I’m not going to go into the plot in depth because in 2013 there was an excellent remaster of this game. It did a great job of updating everything. Absolutely worth buying if you love this genre.

The gameplay is standard for its day with the story taking place over the course of ten days. Each day requires Gabriel to complete a series of tasks in order to trigger the next day, with plenty of ways to Sierra yourself to death along the way. There are also extremely annoying puzzles that have to be solved. Honestly, these things were the worst part of the game. Not very intuitive and it took you right out of the story. Some of these were so out there that I honestly, think their only real purpose was to sell hint books.

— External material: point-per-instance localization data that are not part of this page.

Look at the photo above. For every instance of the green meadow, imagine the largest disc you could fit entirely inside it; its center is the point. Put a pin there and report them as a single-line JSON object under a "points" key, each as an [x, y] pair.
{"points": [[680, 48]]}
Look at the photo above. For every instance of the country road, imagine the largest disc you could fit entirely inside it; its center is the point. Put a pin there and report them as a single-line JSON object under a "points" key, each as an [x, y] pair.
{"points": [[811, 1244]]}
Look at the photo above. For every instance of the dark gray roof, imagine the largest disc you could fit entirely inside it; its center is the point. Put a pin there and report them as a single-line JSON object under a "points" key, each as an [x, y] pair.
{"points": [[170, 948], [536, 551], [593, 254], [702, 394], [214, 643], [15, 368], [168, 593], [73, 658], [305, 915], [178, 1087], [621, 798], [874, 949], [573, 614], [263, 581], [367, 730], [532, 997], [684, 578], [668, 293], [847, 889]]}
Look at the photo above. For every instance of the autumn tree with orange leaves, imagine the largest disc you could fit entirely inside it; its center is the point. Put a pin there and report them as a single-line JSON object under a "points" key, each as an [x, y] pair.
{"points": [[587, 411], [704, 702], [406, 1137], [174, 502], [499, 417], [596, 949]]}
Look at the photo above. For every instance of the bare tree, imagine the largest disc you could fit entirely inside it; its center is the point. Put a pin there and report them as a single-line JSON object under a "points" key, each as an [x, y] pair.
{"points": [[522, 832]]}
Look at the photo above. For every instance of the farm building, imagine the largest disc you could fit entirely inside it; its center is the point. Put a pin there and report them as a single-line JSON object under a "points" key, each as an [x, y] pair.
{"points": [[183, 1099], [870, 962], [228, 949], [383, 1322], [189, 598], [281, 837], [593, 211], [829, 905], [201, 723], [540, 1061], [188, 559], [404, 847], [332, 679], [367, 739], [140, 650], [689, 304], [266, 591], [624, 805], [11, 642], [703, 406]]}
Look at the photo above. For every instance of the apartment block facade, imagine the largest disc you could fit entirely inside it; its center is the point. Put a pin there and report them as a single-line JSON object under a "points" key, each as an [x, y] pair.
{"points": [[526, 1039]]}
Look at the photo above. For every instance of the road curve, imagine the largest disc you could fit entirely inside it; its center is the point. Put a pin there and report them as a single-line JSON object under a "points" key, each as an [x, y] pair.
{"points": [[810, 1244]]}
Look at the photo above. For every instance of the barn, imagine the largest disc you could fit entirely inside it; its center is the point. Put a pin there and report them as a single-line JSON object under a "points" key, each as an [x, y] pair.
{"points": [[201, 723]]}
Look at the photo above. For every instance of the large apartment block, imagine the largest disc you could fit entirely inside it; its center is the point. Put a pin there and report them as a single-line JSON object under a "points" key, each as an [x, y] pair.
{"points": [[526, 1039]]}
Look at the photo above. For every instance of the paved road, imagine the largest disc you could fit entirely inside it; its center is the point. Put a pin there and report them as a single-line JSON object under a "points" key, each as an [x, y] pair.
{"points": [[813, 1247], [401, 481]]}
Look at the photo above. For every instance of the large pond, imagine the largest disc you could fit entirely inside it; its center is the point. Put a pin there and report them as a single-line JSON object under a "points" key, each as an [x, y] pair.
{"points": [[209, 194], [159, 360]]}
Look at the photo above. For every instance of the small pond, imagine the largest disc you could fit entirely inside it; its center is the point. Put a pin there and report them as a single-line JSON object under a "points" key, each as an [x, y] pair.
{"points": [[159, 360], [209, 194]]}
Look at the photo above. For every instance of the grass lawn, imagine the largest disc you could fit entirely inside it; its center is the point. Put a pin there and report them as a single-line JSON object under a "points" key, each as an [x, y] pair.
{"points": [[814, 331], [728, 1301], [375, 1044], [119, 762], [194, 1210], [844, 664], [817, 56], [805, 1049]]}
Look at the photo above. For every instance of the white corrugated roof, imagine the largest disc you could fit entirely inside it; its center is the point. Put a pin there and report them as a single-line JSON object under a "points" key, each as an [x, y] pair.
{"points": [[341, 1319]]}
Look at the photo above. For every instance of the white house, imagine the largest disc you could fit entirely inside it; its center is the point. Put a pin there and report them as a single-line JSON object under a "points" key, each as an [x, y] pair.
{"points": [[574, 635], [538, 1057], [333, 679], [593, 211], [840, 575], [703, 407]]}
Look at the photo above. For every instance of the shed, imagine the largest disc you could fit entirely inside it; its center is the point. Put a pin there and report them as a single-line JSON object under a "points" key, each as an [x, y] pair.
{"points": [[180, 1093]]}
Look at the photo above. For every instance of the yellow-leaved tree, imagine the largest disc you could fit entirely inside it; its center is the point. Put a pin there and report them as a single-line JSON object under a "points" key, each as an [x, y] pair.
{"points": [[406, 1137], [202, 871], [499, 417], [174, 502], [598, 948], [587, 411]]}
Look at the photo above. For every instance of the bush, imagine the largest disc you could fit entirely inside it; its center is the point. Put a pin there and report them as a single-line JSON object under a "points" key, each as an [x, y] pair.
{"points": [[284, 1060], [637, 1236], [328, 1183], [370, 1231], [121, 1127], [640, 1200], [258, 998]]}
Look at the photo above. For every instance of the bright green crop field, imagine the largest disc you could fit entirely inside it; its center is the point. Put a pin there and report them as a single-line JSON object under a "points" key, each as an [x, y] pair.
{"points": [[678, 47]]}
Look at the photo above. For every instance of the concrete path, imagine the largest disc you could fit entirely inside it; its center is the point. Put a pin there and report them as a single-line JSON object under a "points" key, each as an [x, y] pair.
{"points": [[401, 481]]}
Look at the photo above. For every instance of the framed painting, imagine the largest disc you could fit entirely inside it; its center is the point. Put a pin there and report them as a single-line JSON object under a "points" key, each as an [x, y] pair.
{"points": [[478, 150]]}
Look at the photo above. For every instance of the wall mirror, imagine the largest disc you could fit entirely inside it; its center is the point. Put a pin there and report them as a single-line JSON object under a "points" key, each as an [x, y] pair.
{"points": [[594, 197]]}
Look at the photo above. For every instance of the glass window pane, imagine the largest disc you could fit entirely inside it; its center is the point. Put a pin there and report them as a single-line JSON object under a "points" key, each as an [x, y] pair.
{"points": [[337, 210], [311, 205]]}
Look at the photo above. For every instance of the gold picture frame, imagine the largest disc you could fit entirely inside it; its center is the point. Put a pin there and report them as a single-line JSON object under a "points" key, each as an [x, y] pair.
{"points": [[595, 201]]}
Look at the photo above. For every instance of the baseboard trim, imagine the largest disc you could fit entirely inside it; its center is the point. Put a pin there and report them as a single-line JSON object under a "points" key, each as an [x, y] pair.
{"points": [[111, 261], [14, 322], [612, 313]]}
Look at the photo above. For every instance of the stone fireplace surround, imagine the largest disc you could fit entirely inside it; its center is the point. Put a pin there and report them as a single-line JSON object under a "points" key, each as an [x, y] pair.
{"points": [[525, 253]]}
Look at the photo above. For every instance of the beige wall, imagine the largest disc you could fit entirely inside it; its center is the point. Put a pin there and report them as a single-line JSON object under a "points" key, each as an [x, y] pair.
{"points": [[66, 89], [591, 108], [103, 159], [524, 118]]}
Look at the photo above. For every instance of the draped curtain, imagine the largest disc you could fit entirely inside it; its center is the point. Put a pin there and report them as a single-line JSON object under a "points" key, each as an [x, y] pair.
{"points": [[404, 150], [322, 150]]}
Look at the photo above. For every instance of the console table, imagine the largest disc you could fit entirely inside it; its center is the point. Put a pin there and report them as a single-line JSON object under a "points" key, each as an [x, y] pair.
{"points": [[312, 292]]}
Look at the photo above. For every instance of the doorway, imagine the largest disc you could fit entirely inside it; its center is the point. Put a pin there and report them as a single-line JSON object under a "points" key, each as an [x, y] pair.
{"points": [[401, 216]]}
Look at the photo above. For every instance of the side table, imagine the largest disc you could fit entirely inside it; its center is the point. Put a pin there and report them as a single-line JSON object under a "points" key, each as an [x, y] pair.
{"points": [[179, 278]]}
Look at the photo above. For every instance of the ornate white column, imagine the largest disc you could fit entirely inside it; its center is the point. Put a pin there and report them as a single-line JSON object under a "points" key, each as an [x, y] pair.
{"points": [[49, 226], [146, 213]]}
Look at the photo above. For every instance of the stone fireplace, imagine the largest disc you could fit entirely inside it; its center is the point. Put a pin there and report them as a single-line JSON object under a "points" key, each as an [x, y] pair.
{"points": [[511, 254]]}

The Gabriel Knight stories were the last game series created by Sierra before its downfall. The Sins of the Father is generally held as being the best in the series. It made the most effective use of the technology available to it. The two sequels had good stories but suffered badly from the presentation. 7th Guest had had monster sales so all of a sudden every adventure game in the mid-nineties had to have inexpensive actors trudging through their lines in front of green-screens. The new Gabriel Knight was NO Tim Curry, he just wasn’t. The last game, Blood of the Sacred Blood of the Damned was the weakest of the trilogy. While it did bring back Curry’s voice, the characters were rendered using blocky 1999 third-person 3d graphics.

It did spawn a few comics, written by Jenson herself. Difficult to find now, but not impossible.

Sierra’s specialty was text/graphics adventure gaming. Doom was in sight for this genre. Literally. Doom was released seven days after the first Gabriel Knight was launched. FPS games had been around for a couple of years but no one thought that Wolfenstein or Blake Stone was anything but flashes in the pan. Doom was a game-changer. Sierra Entertainment finally gave in and released Half-Life in 1998, one year before it launched the last Gabriel Knight game. Four years later Sierra closed its doors.

To wrap it up after nearly thirty years Gabriel Knight: Sins of the Father is still a fun and engaging game. It has held up.

Available in its original form on GOG and in the new version for $20. If you can get past those annoying damn puzzles and love text/graphics adventure games then this one remains a must-play.

*Turns out muffuletta is Sicilian in origin. I did not know that.

**Water table is way too high to bury anyone in New Orleans, also there are no basements so I have no idea why vampires go anywhere near the place.